Sub-station location is necessary to construct the new power sub-stations and extension of those which are already in operation to face the growing demand for electrical energy in the area. Usually a plan is developed by the power companies to define the quantity, power and site of power sub-stations to meet current and future demands of electric distribution network within a region. Hence, planning the extension of electric distribution network is a complex real-world optimization problem. In general, different mathematical programming formulations and techniques have been proposed and applied to the selection of location of electrical distribution sub-stations (Gonen and Foote, 1981; Hindi and Bramellar, 1977; Sun et al., 1982). Though, the majority of these methodologies are mostly constant load level analysis, normally assumed as the utmost load level. Sub-station must be as close as possible to the load center of its respected service spot, in order to decrease the result of product of the load and the distance from the sub-station (IEEE Committee Rep., 1968; Gonen, 1986).

Li and Chung, 2004; used Genetic Algorithm (GA) to find the optimum location of sub-station which meets the load demands of 13 load points whose coordinates and MVA (Mega-Volt Ampere) demands are given. Similar kind of work has been carried out by Turkay and Artac, 2005; and Gomez et al., 2004. In all the cases, preparation of laying the feeders or allocation planning has been done either by man machine interface or heuristic algorithm. Hwang et al., 1983; Hwang and Yoon, 1981; used the potential of the GA in optimization techniques which is used to solve the planning based problem in a very complete and detailed formulation considering the nonlinearity of the cost utility, the restrictions of the voltage magnitudes and reliability of the system.
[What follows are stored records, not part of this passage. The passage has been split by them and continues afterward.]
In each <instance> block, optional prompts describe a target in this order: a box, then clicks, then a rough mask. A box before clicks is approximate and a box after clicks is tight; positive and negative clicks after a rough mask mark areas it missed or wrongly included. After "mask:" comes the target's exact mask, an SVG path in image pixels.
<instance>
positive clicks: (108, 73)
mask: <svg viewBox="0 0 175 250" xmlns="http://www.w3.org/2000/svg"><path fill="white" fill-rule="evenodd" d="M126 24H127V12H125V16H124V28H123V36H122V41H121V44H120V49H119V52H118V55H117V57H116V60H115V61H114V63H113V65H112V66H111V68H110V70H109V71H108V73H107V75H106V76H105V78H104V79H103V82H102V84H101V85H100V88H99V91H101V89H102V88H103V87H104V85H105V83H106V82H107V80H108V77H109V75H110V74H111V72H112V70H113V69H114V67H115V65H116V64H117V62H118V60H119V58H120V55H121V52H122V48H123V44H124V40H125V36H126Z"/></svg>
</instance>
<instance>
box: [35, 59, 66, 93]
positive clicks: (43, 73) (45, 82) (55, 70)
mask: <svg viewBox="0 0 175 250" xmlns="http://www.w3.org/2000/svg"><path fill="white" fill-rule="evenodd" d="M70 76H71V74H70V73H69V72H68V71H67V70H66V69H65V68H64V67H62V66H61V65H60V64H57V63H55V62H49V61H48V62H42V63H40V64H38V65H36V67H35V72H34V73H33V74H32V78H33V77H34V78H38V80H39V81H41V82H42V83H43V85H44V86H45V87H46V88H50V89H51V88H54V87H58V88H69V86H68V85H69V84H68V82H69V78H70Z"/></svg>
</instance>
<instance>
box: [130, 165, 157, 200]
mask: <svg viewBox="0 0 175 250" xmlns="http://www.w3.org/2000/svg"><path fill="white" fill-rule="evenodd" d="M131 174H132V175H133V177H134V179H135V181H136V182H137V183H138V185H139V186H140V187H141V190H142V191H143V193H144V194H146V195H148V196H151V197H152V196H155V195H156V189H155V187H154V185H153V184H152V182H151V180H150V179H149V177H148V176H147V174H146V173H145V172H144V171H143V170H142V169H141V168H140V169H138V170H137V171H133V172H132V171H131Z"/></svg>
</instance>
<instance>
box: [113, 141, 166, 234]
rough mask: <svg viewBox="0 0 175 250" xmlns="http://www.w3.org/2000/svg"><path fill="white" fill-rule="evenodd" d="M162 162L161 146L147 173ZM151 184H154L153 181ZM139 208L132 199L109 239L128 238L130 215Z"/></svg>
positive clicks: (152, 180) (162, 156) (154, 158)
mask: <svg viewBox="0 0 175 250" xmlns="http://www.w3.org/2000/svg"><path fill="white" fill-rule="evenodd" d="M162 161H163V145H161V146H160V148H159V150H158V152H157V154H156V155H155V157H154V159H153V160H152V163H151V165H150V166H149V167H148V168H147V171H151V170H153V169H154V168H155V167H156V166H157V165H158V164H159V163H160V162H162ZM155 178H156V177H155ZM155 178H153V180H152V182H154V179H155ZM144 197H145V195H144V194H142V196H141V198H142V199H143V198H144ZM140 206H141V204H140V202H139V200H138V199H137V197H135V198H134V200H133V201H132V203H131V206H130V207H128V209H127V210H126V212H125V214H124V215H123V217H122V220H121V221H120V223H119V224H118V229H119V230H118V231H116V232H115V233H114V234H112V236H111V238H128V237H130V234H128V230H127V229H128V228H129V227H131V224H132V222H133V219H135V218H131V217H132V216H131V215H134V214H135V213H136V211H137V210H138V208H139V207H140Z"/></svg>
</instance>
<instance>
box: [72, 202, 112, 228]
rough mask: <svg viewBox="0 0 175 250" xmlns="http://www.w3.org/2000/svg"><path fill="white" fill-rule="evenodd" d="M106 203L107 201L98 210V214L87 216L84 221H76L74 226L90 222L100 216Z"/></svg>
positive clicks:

An integer coding scheme was used for the consideration of different conductor sizes and sub-station sizes; also new genetic operators were proposed for improving the performance of the algorithm. Fawzi, Ali and Sobki, 1983; proposed an iterative optimization methodology, using heuristic relaxation, successive linearization as well as and bounding procedures. Different type of methodologies has been proposed in the literature for the remedy of the electric distribution sub-station location problem. In optimization approach, well-known Dijskstra’s minimum path algorithm and Ford and Fulkerson’s transportation algorithm has been applied (Crawford and Holt, 1975; Dijkstra, 1959; Ford and Fulkerson, 1956). Thompson and Wall, 1981; proposed a branch-and-bound model for the selection of the sub-station location.
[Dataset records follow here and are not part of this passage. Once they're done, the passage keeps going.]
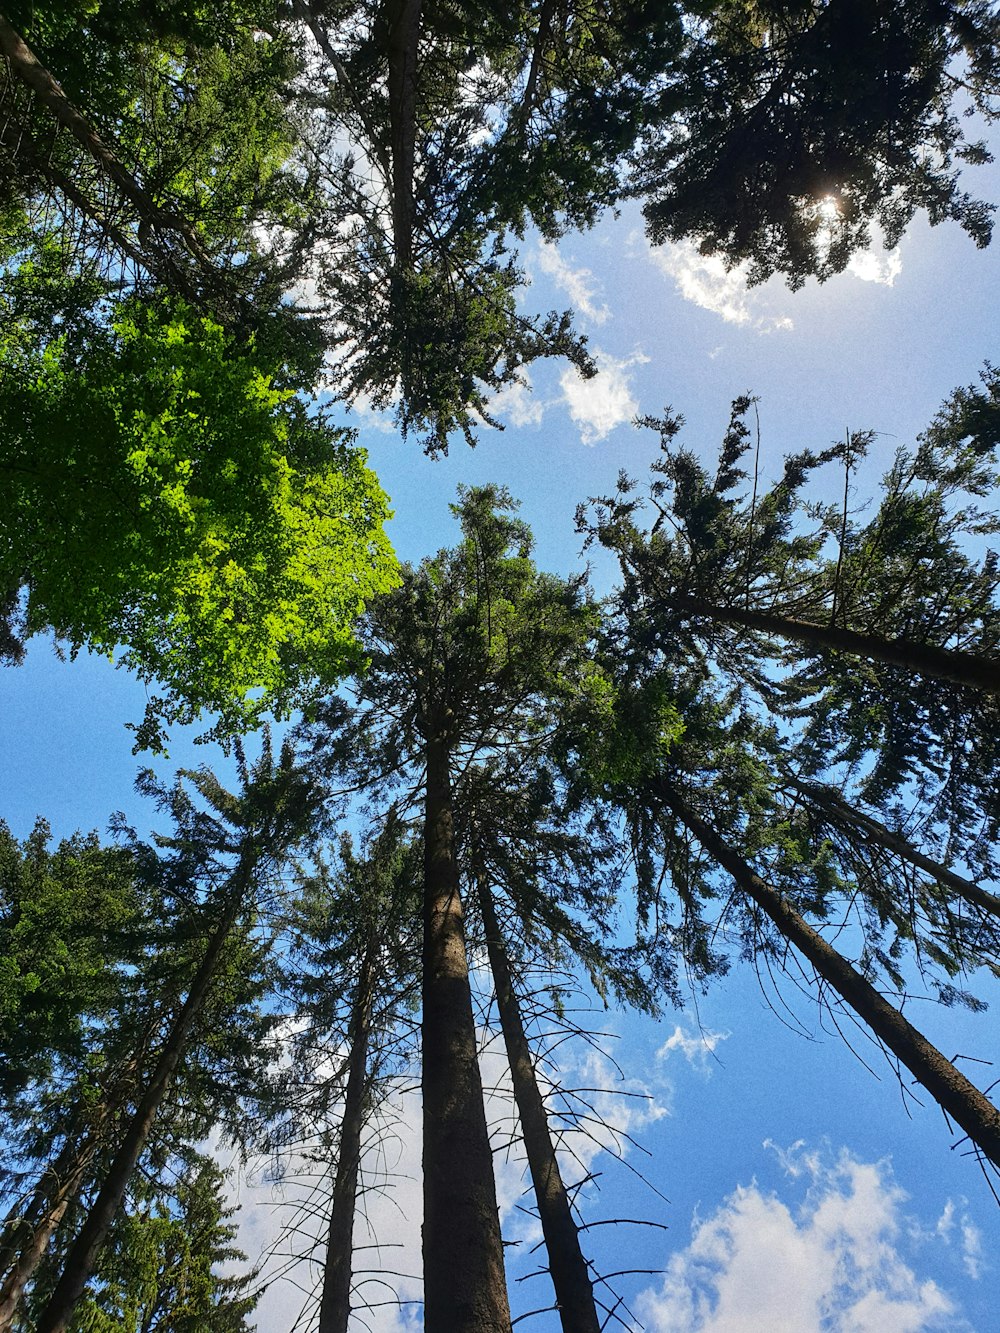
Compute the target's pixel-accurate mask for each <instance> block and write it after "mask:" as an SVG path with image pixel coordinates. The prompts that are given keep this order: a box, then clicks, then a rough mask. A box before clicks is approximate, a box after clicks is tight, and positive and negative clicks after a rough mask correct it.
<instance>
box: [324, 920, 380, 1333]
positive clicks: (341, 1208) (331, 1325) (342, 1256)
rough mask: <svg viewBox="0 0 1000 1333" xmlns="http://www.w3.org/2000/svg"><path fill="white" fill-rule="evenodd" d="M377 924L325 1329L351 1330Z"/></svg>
mask: <svg viewBox="0 0 1000 1333" xmlns="http://www.w3.org/2000/svg"><path fill="white" fill-rule="evenodd" d="M377 942H379V941H377V928H376V926H375V925H372V933H371V936H369V938H368V945H367V948H365V954H364V960H363V961H361V970H360V974H359V978H357V989H356V990H355V1000H353V1005H352V1013H351V1024H349V1033H348V1041H349V1044H351V1049H349V1053H348V1074H347V1093H345V1097H344V1118H343V1121H341V1125H340V1146H339V1150H337V1172H336V1177H335V1180H333V1205H332V1212H331V1217H329V1230H328V1233H327V1262H325V1266H324V1270H323V1297H321V1300H320V1328H319V1333H347V1325H348V1320H349V1318H351V1277H352V1260H353V1238H355V1209H356V1201H357V1174H359V1170H360V1164H361V1130H363V1129H364V1110H365V1093H367V1088H368V1044H369V1038H371V1032H372V1005H373V1002H375V961H376V956H377Z"/></svg>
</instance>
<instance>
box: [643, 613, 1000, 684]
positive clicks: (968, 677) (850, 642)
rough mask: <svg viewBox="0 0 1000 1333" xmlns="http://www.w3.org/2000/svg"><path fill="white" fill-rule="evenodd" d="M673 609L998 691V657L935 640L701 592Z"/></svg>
mask: <svg viewBox="0 0 1000 1333" xmlns="http://www.w3.org/2000/svg"><path fill="white" fill-rule="evenodd" d="M668 605H669V608H671V609H672V611H677V612H681V613H685V615H689V616H704V617H705V619H707V620H715V621H717V623H719V624H723V625H743V627H744V628H747V629H760V631H761V632H763V633H765V635H777V636H779V637H781V639H795V640H797V641H799V643H803V644H809V647H812V648H825V649H832V651H833V652H841V653H851V655H853V656H855V657H869V659H872V661H880V663H885V664H887V665H888V667H901V668H903V669H904V670H909V672H913V673H916V674H917V676H933V677H936V678H937V680H947V681H951V682H952V684H955V685H965V686H967V688H969V689H977V690H983V692H984V693H987V694H1000V661H997V660H993V659H989V657H979V656H977V655H976V653H964V652H959V651H957V649H953V648H936V647H933V645H932V644H917V643H913V641H912V640H909V639H883V637H880V636H879V635H863V633H859V632H856V631H853V629H841V628H840V627H839V625H816V624H813V623H812V621H808V620H789V619H788V617H785V616H779V615H775V613H773V612H765V611H745V609H743V608H740V607H717V605H715V604H713V603H709V601H703V600H701V599H699V597H672V599H669V601H668Z"/></svg>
Kahreman, 2008; proposed a different approach using fuzzy logic for decision making with estimated values under incomplete or uncertain information.
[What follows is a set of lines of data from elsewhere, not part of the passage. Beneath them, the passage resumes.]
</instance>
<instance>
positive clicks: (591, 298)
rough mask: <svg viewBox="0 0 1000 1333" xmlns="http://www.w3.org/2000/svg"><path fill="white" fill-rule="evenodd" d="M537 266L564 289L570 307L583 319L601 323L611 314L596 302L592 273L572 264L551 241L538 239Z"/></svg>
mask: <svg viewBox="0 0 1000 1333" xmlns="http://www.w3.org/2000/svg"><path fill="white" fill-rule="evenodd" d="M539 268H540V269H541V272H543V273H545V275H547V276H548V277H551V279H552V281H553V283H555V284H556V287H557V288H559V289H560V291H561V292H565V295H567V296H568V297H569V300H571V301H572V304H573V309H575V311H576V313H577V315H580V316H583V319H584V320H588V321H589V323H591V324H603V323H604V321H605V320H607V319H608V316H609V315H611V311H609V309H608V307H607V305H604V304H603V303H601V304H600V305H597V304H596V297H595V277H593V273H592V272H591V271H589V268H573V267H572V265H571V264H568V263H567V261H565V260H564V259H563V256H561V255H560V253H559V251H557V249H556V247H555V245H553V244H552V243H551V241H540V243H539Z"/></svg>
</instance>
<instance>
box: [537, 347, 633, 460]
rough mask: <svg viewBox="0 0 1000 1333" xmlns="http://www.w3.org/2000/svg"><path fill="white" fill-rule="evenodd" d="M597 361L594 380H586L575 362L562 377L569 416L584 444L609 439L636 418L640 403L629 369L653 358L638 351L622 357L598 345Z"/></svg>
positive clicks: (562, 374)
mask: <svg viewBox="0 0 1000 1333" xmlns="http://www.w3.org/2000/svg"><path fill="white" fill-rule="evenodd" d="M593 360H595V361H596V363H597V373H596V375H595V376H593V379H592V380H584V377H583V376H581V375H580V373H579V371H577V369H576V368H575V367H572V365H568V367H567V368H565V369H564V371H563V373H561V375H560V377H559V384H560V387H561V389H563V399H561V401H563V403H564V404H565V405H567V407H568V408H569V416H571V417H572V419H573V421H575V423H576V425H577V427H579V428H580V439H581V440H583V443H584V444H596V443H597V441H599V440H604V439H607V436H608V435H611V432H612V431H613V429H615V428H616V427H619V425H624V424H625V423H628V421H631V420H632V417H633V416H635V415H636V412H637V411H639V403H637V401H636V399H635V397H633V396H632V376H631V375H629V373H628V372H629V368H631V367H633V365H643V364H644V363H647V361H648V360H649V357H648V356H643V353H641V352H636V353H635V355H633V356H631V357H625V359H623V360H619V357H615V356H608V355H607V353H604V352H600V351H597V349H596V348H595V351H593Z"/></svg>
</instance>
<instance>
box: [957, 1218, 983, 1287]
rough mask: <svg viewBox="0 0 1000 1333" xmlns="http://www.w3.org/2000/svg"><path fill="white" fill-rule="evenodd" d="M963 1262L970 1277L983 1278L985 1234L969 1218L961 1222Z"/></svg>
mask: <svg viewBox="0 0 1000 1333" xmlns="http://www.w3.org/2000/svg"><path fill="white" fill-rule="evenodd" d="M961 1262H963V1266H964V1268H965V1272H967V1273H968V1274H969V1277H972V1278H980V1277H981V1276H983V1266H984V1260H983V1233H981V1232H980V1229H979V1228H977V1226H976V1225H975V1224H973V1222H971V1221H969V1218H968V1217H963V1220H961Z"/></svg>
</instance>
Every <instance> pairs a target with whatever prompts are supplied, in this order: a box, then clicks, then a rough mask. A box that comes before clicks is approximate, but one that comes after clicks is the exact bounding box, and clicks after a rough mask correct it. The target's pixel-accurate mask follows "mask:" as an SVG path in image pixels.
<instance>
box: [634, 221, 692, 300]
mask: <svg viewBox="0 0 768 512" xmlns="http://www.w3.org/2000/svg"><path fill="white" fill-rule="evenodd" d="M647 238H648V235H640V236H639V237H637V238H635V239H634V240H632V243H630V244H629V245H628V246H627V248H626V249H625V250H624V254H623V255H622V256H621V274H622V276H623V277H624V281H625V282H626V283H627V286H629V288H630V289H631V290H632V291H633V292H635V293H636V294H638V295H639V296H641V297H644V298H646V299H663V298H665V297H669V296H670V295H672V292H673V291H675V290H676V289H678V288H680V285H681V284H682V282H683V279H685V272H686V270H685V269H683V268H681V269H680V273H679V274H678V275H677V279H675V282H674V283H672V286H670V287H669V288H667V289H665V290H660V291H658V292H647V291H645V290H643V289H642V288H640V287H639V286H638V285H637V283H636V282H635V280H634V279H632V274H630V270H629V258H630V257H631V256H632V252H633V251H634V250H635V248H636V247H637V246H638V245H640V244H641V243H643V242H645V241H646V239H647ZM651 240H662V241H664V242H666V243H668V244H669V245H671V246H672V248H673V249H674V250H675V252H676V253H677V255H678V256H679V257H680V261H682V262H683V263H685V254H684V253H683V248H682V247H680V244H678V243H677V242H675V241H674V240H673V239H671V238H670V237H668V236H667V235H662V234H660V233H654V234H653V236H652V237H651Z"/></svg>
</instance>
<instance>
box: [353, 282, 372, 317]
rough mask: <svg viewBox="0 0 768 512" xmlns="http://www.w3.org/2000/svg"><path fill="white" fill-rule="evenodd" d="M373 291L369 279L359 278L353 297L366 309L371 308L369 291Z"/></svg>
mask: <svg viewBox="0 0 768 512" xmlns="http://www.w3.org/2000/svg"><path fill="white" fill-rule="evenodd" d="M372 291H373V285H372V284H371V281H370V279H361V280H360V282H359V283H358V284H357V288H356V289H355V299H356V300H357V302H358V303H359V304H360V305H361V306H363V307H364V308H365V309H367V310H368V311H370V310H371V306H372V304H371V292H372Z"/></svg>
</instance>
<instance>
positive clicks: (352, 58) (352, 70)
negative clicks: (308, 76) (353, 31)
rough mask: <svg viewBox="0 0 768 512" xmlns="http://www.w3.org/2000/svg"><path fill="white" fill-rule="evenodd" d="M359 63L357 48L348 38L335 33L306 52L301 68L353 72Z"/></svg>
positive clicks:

TOPSIS is one of the numerical methods of the multi-criteria decision making. This is a largely applicable method among the simple mathematical model. The method is applied in the last three decades and there are many papers on its applications (Tzeng and Huang, 2011; Yoon and Hwang, 1995). COPRAS is one of the MCDM (Multi Criteria Decision Making) methods for decision making in various fields of science and expertise. The COPRAS technique use a stepwise grading and evaluating procedure of the alternatives in terms of significance and efficacy degree. The accomplishment of the methodology is on the whole due to its simplicity and its particular easiness of use. Though, only a small number of thriving application of COPRAS method have been reported in literature in various fields for decision making, such as construction (Zavadskas et al. 2008), sustainability evaluation (Viteikiene and Zavadskas 2007), buildings construction (Kaklauskas et al., 2006), road design (Zavadskas et al., 2007), and education (Datta et al., 2009). In these, researchers had mainly focused upon the quantitative attributes and had not effectively considered the qualitative attributes.